Ma anche tra i sensi fondi dei viaggi fatti di arrivi e partenze, ritorni in luoghi mai uguali pur essendo gli stessi, dove ciò che era nel precedente transito ormai non è più, la percezione del viaggio stesso come vita e morte: “Ogni volta che torno, ogni volta che parto qualcosa muore, del resto qualcosa muore sempre, ci viene la tentazione di praticare continuamente respirazioni bocca a bocca ma non va bene, non è giusto. Questa ciclica morte è giusta. Capire che cosa sia esattamente la parte, l’oggetto, la nota, lo sguardo o il ricordo che muore, questo è importante, questo è il punto.”(pag.79)
 
“… mi sono sempre occupata di corpi”(pag.69) si legge a un certo punto, ma non ce ne sarebbe bisogno. Perché si respirano, assaporano tra le pagine corpi, carni, schegge in movimento, che restano, spostano, ci sono sempre, ovunque, seguono la voce narrante, la assecondano, tormentano, spezzano, carezzano, sfaldano. Come già anticipato, nella lingua di Francesca Mazzucato, nelle sue visioni, storie, voci, tra intrecci, sguardi e sussurri, i corpi si insinuano, sono. Essenze. Consapevolezze. Appartenenze di carni e desideri, affezioni, silenzi, distacchi, voglie e bisogni, fotogrammi pregni di odori, suoni, colori, umori ed essenze.
Nel web, ad esempio, parole di carne e miscugli eterogenei e mutevoli di legami, sentimenti e virate, le si rintracciano in questo spazio: parole perdenti.

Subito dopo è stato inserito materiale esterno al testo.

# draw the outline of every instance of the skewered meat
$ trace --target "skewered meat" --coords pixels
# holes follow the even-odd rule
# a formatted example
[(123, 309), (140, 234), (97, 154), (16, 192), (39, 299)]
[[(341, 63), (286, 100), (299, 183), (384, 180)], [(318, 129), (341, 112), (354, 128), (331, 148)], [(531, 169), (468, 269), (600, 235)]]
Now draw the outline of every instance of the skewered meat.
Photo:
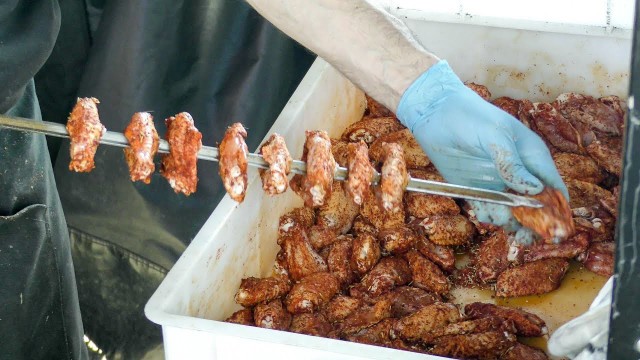
[(579, 121), (607, 134), (622, 133), (622, 123), (616, 110), (591, 96), (560, 94), (553, 106), (571, 122)]
[(473, 90), (476, 94), (480, 95), (481, 98), (483, 98), (485, 101), (490, 101), (491, 100), (491, 92), (489, 91), (489, 89), (484, 86), (484, 85), (480, 85), (480, 84), (476, 84), (473, 82), (468, 82), (465, 83), (465, 85)]
[(290, 331), (312, 336), (327, 336), (333, 330), (331, 324), (320, 313), (293, 316)]
[(160, 145), (158, 132), (153, 124), (153, 116), (147, 112), (133, 114), (131, 122), (124, 130), (129, 147), (124, 149), (124, 157), (129, 166), (131, 181), (151, 182), (151, 175), (156, 169), (153, 157)]
[(495, 316), (505, 321), (512, 321), (516, 334), (520, 336), (543, 336), (548, 332), (547, 325), (539, 316), (530, 312), (494, 304), (474, 302), (464, 307), (469, 319), (480, 319)]
[(339, 286), (338, 279), (331, 273), (308, 275), (293, 285), (287, 294), (287, 310), (292, 314), (314, 312), (331, 300)]
[(303, 199), (308, 207), (318, 207), (331, 194), (336, 161), (326, 131), (306, 131), (307, 175), (302, 181)]
[(430, 353), (462, 359), (498, 359), (515, 345), (516, 336), (505, 331), (442, 336), (434, 341)]
[(100, 123), (96, 98), (78, 98), (67, 120), (67, 131), (71, 139), (71, 162), (69, 170), (90, 172), (95, 168), (96, 154), (102, 135), (107, 129)]
[(360, 140), (372, 144), (377, 138), (404, 129), (395, 117), (364, 117), (345, 129), (342, 140), (358, 142)]
[(255, 325), (255, 322), (253, 321), (253, 310), (251, 309), (238, 310), (231, 314), (231, 316), (226, 318), (224, 321), (240, 325)]
[(271, 301), (286, 295), (291, 286), (281, 277), (242, 279), (240, 288), (236, 292), (236, 303), (251, 307), (261, 302)]
[(369, 148), (360, 140), (359, 143), (347, 145), (349, 177), (346, 190), (357, 205), (362, 205), (365, 195), (369, 192), (373, 177), (373, 166), (369, 162)]
[(559, 152), (553, 154), (553, 162), (562, 177), (593, 184), (599, 184), (605, 178), (602, 168), (593, 159), (584, 155)]
[(449, 292), (449, 281), (436, 264), (425, 259), (416, 250), (407, 252), (405, 258), (409, 262), (413, 286), (436, 294), (446, 294)]
[(383, 254), (398, 255), (413, 248), (419, 237), (410, 228), (401, 226), (380, 231), (378, 239), (380, 240)]
[(173, 190), (184, 195), (196, 191), (198, 185), (198, 151), (202, 148), (202, 133), (186, 112), (167, 118), (165, 138), (169, 142), (169, 154), (162, 157), (160, 173), (169, 181)]
[(569, 269), (565, 259), (551, 258), (507, 269), (498, 276), (496, 296), (515, 297), (540, 295), (560, 286)]
[(288, 330), (291, 314), (282, 306), (280, 299), (258, 304), (253, 309), (253, 320), (258, 327), (274, 330)]
[(351, 269), (363, 275), (378, 263), (380, 255), (380, 245), (375, 235), (366, 232), (358, 234), (353, 240)]
[(416, 250), (434, 264), (440, 266), (444, 271), (452, 272), (456, 269), (456, 257), (453, 249), (450, 247), (436, 245), (428, 239), (421, 237), (416, 243)]
[(513, 217), (522, 226), (532, 229), (546, 242), (564, 240), (574, 233), (571, 208), (559, 190), (547, 187), (532, 197), (540, 201), (543, 207), (536, 209), (523, 206), (511, 209)]
[(418, 141), (416, 141), (409, 129), (404, 129), (380, 136), (371, 144), (369, 156), (376, 163), (382, 163), (388, 156), (385, 143), (400, 145), (403, 151), (404, 161), (409, 168), (421, 168), (429, 165), (431, 160), (424, 153)]
[(357, 298), (376, 297), (410, 281), (411, 270), (407, 262), (402, 258), (390, 256), (382, 258), (360, 283), (350, 289), (350, 293)]
[(449, 303), (436, 302), (399, 319), (391, 336), (408, 341), (430, 342), (437, 329), (460, 320), (460, 311)]
[(262, 189), (269, 195), (282, 194), (287, 191), (287, 176), (291, 171), (291, 155), (279, 134), (273, 134), (266, 143), (260, 147), (260, 153), (264, 161), (269, 164), (269, 169), (260, 170)]
[(229, 196), (244, 201), (247, 191), (247, 131), (242, 124), (234, 123), (220, 142), (220, 165), (218, 167), (224, 188)]
[(363, 305), (362, 300), (349, 296), (334, 297), (323, 309), (322, 313), (332, 323), (341, 322)]

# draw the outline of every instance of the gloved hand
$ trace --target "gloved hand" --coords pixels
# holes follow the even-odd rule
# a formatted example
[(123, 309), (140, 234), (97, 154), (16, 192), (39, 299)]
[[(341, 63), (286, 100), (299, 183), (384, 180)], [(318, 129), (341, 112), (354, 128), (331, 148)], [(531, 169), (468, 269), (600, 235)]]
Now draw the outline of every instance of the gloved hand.
[[(409, 86), (397, 116), (450, 183), (532, 195), (550, 186), (569, 198), (542, 139), (466, 87), (445, 60)], [(531, 241), (533, 233), (507, 206), (471, 205), (479, 221), (518, 231), (521, 243)]]

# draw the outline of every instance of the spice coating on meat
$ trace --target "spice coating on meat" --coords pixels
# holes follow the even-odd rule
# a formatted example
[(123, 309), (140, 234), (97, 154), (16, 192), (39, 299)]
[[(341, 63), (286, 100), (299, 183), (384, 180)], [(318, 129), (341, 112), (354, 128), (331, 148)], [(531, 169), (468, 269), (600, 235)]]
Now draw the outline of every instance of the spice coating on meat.
[(262, 189), (269, 195), (282, 194), (287, 191), (287, 176), (291, 171), (291, 155), (284, 138), (280, 134), (272, 134), (260, 147), (264, 161), (269, 169), (260, 170)]
[(107, 129), (100, 122), (96, 98), (78, 98), (67, 120), (67, 131), (71, 139), (69, 170), (90, 172), (95, 168), (93, 158), (100, 139)]
[(220, 165), (218, 167), (224, 188), (229, 196), (244, 201), (247, 191), (247, 130), (240, 123), (231, 125), (220, 142)]
[(374, 171), (369, 162), (369, 148), (362, 140), (359, 143), (349, 143), (347, 157), (349, 170), (345, 184), (347, 194), (354, 203), (362, 205), (365, 195), (369, 192)]
[(124, 130), (129, 147), (124, 149), (124, 157), (129, 166), (131, 181), (151, 182), (151, 175), (156, 169), (153, 157), (158, 152), (160, 140), (153, 123), (153, 116), (148, 112), (133, 114), (131, 122)]
[(538, 233), (546, 242), (564, 240), (575, 232), (571, 208), (559, 190), (545, 188), (532, 196), (542, 208), (514, 207), (511, 212), (522, 226)]
[(193, 124), (193, 118), (181, 112), (165, 120), (169, 154), (162, 157), (160, 173), (169, 181), (176, 193), (190, 195), (198, 185), (198, 151), (202, 148), (202, 133)]

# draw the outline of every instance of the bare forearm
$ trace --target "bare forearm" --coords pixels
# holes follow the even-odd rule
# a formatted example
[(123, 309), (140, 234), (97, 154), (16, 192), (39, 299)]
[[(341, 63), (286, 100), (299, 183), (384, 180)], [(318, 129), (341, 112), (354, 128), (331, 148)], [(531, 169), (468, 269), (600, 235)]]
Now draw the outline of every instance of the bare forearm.
[(389, 109), (438, 58), (366, 0), (247, 0)]

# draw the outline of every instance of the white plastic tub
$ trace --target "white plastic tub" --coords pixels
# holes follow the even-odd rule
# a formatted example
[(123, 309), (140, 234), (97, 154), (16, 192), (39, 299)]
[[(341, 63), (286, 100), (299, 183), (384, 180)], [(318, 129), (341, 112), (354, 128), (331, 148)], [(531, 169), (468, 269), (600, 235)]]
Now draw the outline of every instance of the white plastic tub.
[[(494, 96), (550, 100), (564, 91), (627, 93), (630, 40), (405, 19), (422, 43), (465, 81)], [(364, 96), (322, 60), (309, 70), (272, 132), (302, 152), (305, 129), (338, 136), (364, 111)], [(268, 135), (267, 135), (268, 136)], [(437, 359), (417, 353), (222, 322), (239, 309), (240, 280), (270, 274), (278, 217), (301, 206), (264, 195), (256, 172), (244, 203), (225, 197), (145, 307), (162, 325), (167, 359)]]

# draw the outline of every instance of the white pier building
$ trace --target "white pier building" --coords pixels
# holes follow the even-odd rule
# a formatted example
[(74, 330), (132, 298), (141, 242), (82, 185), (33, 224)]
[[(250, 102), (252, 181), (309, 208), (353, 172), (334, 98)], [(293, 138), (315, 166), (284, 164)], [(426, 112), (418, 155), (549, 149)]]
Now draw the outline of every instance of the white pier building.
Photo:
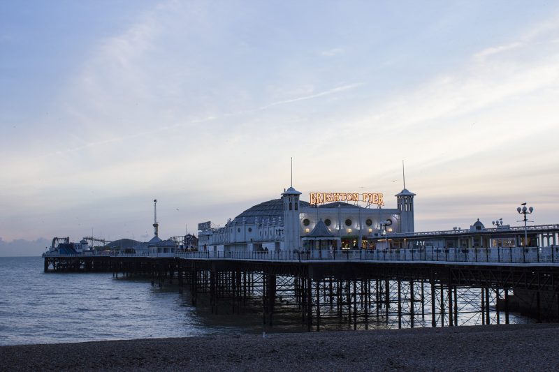
[[(310, 193), (310, 202), (301, 200), (300, 195), (289, 187), (280, 199), (254, 205), (230, 218), (224, 227), (213, 226), (210, 222), (198, 224), (198, 249), (231, 252), (369, 248), (386, 232), (414, 232), (415, 194), (405, 188), (395, 195), (397, 207), (393, 209), (383, 208), (381, 193)], [(324, 226), (331, 237), (316, 237), (317, 228), (319, 235), (327, 235)], [(313, 237), (322, 243), (309, 243)]]

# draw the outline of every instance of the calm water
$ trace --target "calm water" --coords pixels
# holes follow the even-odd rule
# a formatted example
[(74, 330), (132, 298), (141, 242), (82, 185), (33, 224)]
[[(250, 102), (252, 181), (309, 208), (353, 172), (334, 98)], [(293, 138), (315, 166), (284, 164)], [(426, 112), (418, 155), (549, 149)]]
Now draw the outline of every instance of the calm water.
[(176, 290), (110, 273), (44, 274), (40, 257), (0, 258), (0, 345), (186, 337), (249, 332), (215, 326)]
[[(254, 307), (242, 315), (228, 315), (229, 307), (218, 309), (219, 315), (211, 315), (209, 298), (204, 299), (199, 295), (198, 306), (194, 308), (190, 304), (188, 292), (180, 295), (176, 287), (160, 289), (152, 287), (149, 281), (122, 276), (115, 279), (110, 273), (44, 274), (43, 270), (41, 257), (0, 258), (0, 345), (264, 330), (261, 313), (255, 313)], [(416, 293), (418, 290), (415, 290)], [(403, 293), (405, 298), (408, 293)], [(391, 297), (394, 295), (392, 293)], [(439, 298), (437, 295), (435, 301)], [(479, 290), (463, 289), (459, 299), (459, 324), (481, 324)], [(221, 306), (228, 306), (226, 301), (222, 302)], [(409, 303), (402, 304), (405, 313), (408, 306)], [(428, 304), (426, 306), (428, 308)], [(256, 308), (261, 309), (261, 304)], [(286, 308), (277, 307), (275, 325), (273, 329), (266, 328), (266, 332), (305, 331), (300, 313), (286, 312)], [(393, 311), (388, 320), (384, 318), (382, 322), (372, 322), (370, 329), (397, 328), (398, 318)], [(351, 320), (340, 322), (337, 316), (331, 316), (328, 320), (328, 308), (323, 308), (321, 313), (323, 330), (353, 329)], [(415, 313), (419, 313), (419, 308)], [(491, 317), (491, 322), (495, 322), (494, 309)], [(504, 322), (502, 313), (500, 319)], [(430, 326), (428, 316), (418, 317), (415, 321), (416, 327)], [(530, 321), (511, 314), (512, 323)], [(403, 327), (409, 326), (409, 321), (405, 321)], [(358, 329), (363, 329), (363, 325)]]

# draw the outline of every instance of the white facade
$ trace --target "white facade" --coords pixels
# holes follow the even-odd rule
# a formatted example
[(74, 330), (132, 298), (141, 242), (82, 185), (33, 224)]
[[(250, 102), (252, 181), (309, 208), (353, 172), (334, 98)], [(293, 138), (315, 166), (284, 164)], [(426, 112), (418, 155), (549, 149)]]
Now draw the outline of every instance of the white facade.
[(300, 200), (293, 187), (274, 199), (254, 205), (224, 227), (198, 232), (198, 249), (262, 251), (301, 249), (305, 237), (321, 220), (341, 241), (342, 248), (372, 248), (386, 233), (413, 232), (413, 193), (397, 194), (397, 208), (363, 207), (334, 202), (317, 206)]

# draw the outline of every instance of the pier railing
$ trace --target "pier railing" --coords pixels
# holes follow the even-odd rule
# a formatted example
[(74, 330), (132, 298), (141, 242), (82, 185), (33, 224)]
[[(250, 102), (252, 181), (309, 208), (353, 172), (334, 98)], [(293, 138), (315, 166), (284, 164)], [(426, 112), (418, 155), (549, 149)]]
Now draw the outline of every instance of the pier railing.
[(559, 246), (490, 248), (437, 248), (387, 250), (317, 250), (253, 252), (184, 252), (185, 259), (274, 261), (423, 261), (506, 264), (559, 263)]
[(559, 246), (548, 247), (438, 248), (413, 249), (349, 249), (331, 251), (194, 251), (176, 253), (116, 253), (64, 255), (45, 253), (45, 257), (152, 257), (192, 260), (247, 260), (266, 261), (407, 261), (435, 262), (487, 262), (503, 264), (558, 263)]

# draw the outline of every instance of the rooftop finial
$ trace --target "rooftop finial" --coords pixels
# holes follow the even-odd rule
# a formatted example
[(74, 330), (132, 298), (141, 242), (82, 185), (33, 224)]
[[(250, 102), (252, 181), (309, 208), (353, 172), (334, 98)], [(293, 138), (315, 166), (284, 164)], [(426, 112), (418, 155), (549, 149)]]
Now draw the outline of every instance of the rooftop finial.
[(291, 156), (291, 187), (293, 187), (293, 156)]

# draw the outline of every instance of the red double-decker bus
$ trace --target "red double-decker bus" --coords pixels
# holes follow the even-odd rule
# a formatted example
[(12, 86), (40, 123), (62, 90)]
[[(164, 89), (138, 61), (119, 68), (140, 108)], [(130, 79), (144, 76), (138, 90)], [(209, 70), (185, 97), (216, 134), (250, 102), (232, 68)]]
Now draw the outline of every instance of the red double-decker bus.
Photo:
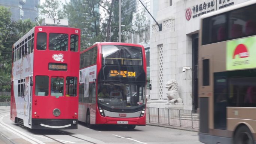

Altre parole di carne ma di quella carne che desidera, prende, vuole, ostenta, gioca, lambisce corpi, desideri senza filtri, piaceri che scacciano tabù, proibizioni o morali in quest’altro spazio: erotic notes (piattaforma MenStyle)
 
Un libro che è contaminato per necessità, dove i mosaici si aprono e chiudono davanti agli occhi del lettore, una storia-non-storia dai sapori familiari, dove i nomi sono precise consistenze avvolte dalla nebbia come le sensibilità, registrazioni e gli scavi. Dove i luoghi entrano, i gesti assecondano, le strade non sono scelte ma percorsi destinati a mutare, scivolare, scorrere in un sottopelle che assorbe, trattiene.